GET OUT is a confident, subversive and visually assured horror movie from debut feature director (and longtime stand-up comedian) Jordan Peele. It tells the story of a young African American man called Chris (Daniel Kaluuya) whose girlfriend (Allison Williams - GIRLS) takes him home to meet her parents (Catherine Keener and Bradley Whitford) for the first time. As with all the best horror, there's a deep and subversive commentary on social conditions here. And in the case of GET OUT, Jordan Peele is trying to tell us that the most insidious form of racism is that is secretly practiced by liberal educated rich white people - the people who vote for Obama and donate to the ACLU but don't actually want their daughters to date black men. The director also seems to be sending a message to his fellow African Americans - a message warning against complacency about race relations. And this message is embodied in Chris' hilarious best friend Rod, who warns him against going to his girlfriend's parents house in the woods early on, and is instrumental in helping Chris as her parents turn out to be quite literally using the silver spoon of privilege to subjugate him.

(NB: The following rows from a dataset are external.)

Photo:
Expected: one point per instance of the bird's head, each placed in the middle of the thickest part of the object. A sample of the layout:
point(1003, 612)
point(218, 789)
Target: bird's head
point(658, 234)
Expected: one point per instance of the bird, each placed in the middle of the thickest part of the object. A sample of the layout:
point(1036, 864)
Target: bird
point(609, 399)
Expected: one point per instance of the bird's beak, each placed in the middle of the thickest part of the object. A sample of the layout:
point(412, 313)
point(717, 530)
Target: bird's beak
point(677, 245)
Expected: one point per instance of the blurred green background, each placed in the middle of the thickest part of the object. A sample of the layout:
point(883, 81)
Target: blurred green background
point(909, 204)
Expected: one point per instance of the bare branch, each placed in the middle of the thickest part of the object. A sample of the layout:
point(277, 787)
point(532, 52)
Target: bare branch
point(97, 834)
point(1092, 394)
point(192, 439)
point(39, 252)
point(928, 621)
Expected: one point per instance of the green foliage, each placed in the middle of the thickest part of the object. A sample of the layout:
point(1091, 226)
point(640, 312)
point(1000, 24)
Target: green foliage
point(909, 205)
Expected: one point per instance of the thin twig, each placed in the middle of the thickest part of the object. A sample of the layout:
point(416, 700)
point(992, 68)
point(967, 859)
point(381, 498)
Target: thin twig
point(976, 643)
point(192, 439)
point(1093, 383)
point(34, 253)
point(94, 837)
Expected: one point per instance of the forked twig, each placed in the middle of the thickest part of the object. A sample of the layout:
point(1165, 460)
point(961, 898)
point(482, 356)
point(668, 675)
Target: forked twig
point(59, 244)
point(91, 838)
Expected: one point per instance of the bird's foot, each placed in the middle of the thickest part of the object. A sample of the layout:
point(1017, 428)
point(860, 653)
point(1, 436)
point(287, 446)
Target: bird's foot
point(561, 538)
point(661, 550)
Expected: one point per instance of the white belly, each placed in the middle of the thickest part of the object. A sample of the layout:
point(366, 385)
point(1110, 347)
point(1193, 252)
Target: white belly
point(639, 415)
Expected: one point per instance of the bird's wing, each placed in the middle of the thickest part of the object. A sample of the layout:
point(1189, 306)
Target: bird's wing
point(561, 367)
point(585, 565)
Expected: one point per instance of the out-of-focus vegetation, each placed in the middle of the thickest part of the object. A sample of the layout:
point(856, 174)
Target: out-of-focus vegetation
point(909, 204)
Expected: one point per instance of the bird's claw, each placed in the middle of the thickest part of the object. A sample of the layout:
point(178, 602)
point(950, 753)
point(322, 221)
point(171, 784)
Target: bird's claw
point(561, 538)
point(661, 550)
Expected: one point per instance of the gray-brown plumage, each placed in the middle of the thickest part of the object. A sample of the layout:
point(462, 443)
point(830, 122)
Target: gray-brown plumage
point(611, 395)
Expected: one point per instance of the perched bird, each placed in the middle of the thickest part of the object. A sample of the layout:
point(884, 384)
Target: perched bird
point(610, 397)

This tale of modern day racial slavery is, then, deeply profound and provocative, but this film is also hilarious and frightening by turns. It's quite astounding to see a debut director handle the tonal shifts with such aplomb, not to mention the impressive production design of the oppressive house and his eye for framing a visually iconic shot. The cast all deserve praise, although it was particularly interesting to see Allison Williams subvert her GIRLS character's preppy self-absorption in this film. But the subversive nature of this film is many faceted. I particularly enjoyed the fact that the most hated of bureaucrats and petty power brokers - the TSA - turn out to be good guys here.
Ultimately, GET OUT feels like exactly the right movie for our times - in which the happy surprise of Obama's election is over-turned by the surprise victory of Trump - and in the wake of the #blacklivesmatter movement. It entertains us but also reflects the deep fractures in American society. And this may well be why the film continues to do so well at the box office.
GET OUT has a running time of 104 minutes and is rated R. The movie played Sundance 2017 and opened earlier this year in the USA, Canada, Philippines, Greece, Singapore, Estonia, UK, Ireland, Denmark, Kuwait and France. It opens on April 7th in Indonesia, Lithuania and Norway; on April 20th in Sweden, Hungary, Malaysia and Turkey; on April 28th in Poland; on May 4th in France, Australia, Switzerland, Chile, Germany, Portugal and Finland; on May 11th in Russia; on May 18th in Hong Kong, Italy and Spain; and on June 15th in Brazil.